Modeling fracture porosity development using simple growth laws
Article first published online: 9 MAY 2005
Volume 43, Issue 3, pages 314–326, May 2005
How to Cite
Bloomfield, J. P., Barker, J. A. and Robinson, N. (2005), Modeling fracture porosity development using simple growth laws. Ground Water, 43: 314–326. doi: 10.1111/j.1745-6584.2005.0039.x
- Issue published online: 9 MAY 2005
- Article first published online: 9 MAY 2005
- Received February 21, 2003; accepted August 11, 2004.
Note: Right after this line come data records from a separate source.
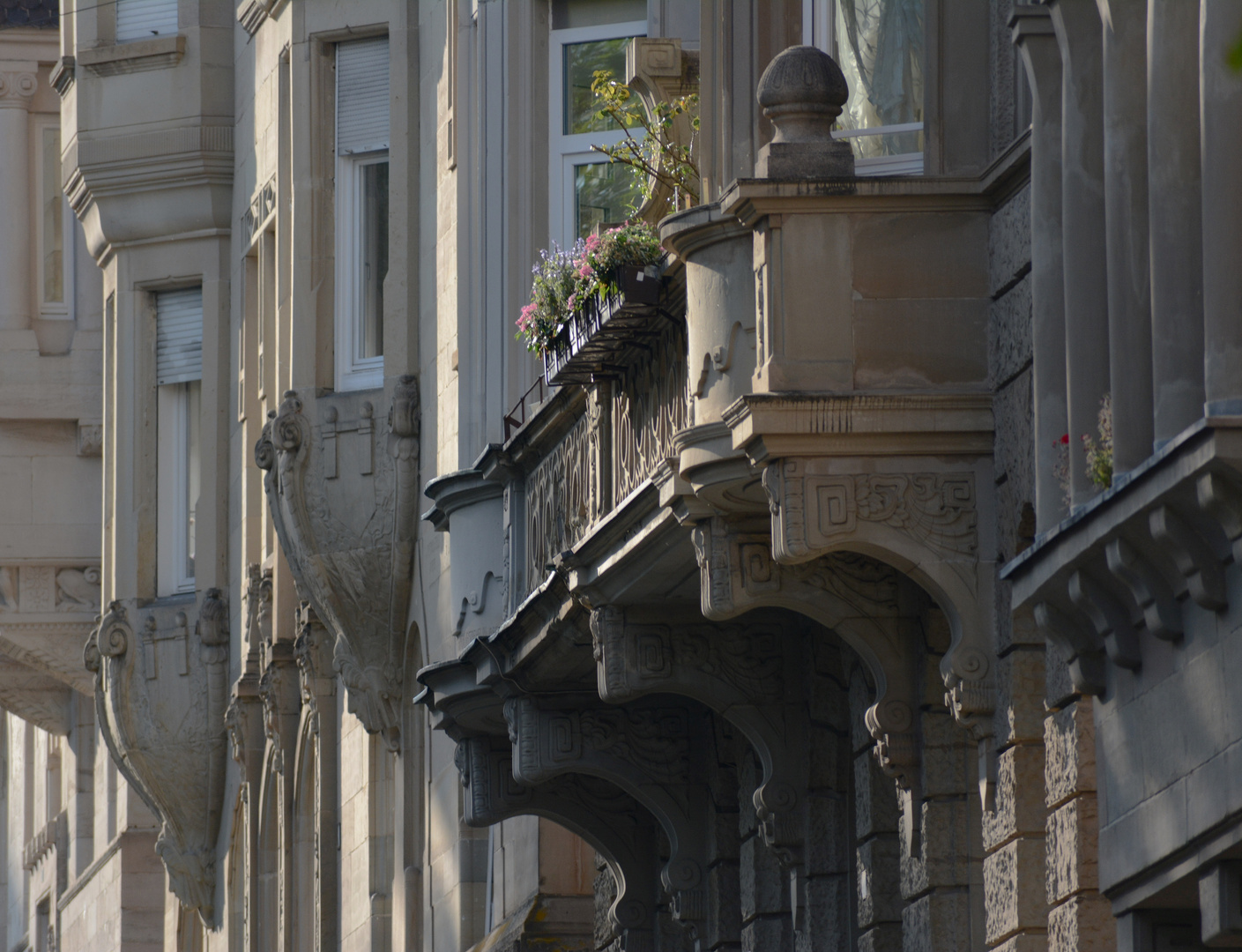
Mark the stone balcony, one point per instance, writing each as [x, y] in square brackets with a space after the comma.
[1141, 591]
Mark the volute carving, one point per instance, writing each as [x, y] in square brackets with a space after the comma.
[611, 821]
[868, 604]
[348, 532]
[923, 523]
[160, 696]
[643, 748]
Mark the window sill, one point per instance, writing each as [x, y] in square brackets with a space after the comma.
[133, 57]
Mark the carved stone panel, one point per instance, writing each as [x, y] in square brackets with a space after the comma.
[644, 750]
[346, 519]
[926, 523]
[611, 821]
[161, 688]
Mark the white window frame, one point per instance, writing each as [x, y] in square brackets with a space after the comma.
[819, 29]
[167, 29]
[565, 152]
[352, 370]
[52, 309]
[173, 467]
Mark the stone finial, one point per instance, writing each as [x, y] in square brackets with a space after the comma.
[802, 92]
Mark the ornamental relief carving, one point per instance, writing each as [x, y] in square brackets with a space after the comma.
[161, 689]
[348, 532]
[926, 522]
[611, 821]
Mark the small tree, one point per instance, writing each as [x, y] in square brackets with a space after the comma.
[662, 163]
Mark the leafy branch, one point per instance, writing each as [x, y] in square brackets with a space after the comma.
[659, 160]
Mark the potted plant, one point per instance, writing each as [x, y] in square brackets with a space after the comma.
[588, 304]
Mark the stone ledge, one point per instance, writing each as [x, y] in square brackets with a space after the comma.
[155, 54]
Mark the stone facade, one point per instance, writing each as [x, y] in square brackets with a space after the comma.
[775, 611]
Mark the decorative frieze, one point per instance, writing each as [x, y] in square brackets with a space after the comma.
[161, 689]
[348, 534]
[646, 751]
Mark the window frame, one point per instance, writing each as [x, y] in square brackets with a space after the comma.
[52, 309]
[173, 484]
[819, 30]
[351, 370]
[173, 476]
[567, 151]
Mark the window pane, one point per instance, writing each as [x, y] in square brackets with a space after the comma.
[370, 329]
[193, 402]
[880, 48]
[582, 61]
[604, 194]
[54, 219]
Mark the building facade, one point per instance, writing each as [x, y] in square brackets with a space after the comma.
[868, 584]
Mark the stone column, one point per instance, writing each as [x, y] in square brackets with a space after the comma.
[1126, 200]
[1037, 43]
[1082, 194]
[18, 85]
[1174, 197]
[1221, 143]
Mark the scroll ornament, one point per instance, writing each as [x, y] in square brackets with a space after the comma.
[160, 698]
[351, 562]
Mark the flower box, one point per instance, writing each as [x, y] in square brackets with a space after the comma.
[606, 335]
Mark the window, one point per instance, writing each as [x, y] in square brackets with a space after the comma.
[54, 226]
[878, 45]
[145, 19]
[585, 189]
[179, 410]
[361, 210]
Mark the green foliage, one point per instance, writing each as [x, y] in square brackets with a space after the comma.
[1099, 455]
[656, 155]
[565, 280]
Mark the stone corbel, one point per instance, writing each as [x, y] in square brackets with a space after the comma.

A model of porosity development has been developed to investigate general relationships between simple fracture aperture growth laws and fracture porosity in evolved fracture arrays in aquifers. The growth of fracture apertures in two-dimensional orthogonal arrays with initially spatially uncorrelated lognormal aperture distributions has been studied, where aperture growth rate is proportional to an exponent of the flow rate through each fracture. The evolved arrays show geometrical phase changes as a function of the aperture growth rate exponent, e, and the standard deviation of the initial aperture distribution, σz. Low values of e and σz lead to bimodal aperture distributions, where apertures parallel to flow are preferentially enlarged. At moderate values of e and σz, there is a transition to a regime of more complex geometries consisting of networks of channel-like structures of preferentially enlarged apertures. At larger values of e, array-spanning channel-like paths of preferentially enlarged apertures develop, where the tortuosity of the channel-like paths is a linear function of σz. Following an initial growth phase, during which dynamically stable aperture configurations develop, arrays undergo simple amplification. The geometry of the evolved aperture fields is diverse and they can be highly complex; consequently, parameterization and prediction of their evolution in terms of the initial aperture distributions and growth rate laws is not trivial.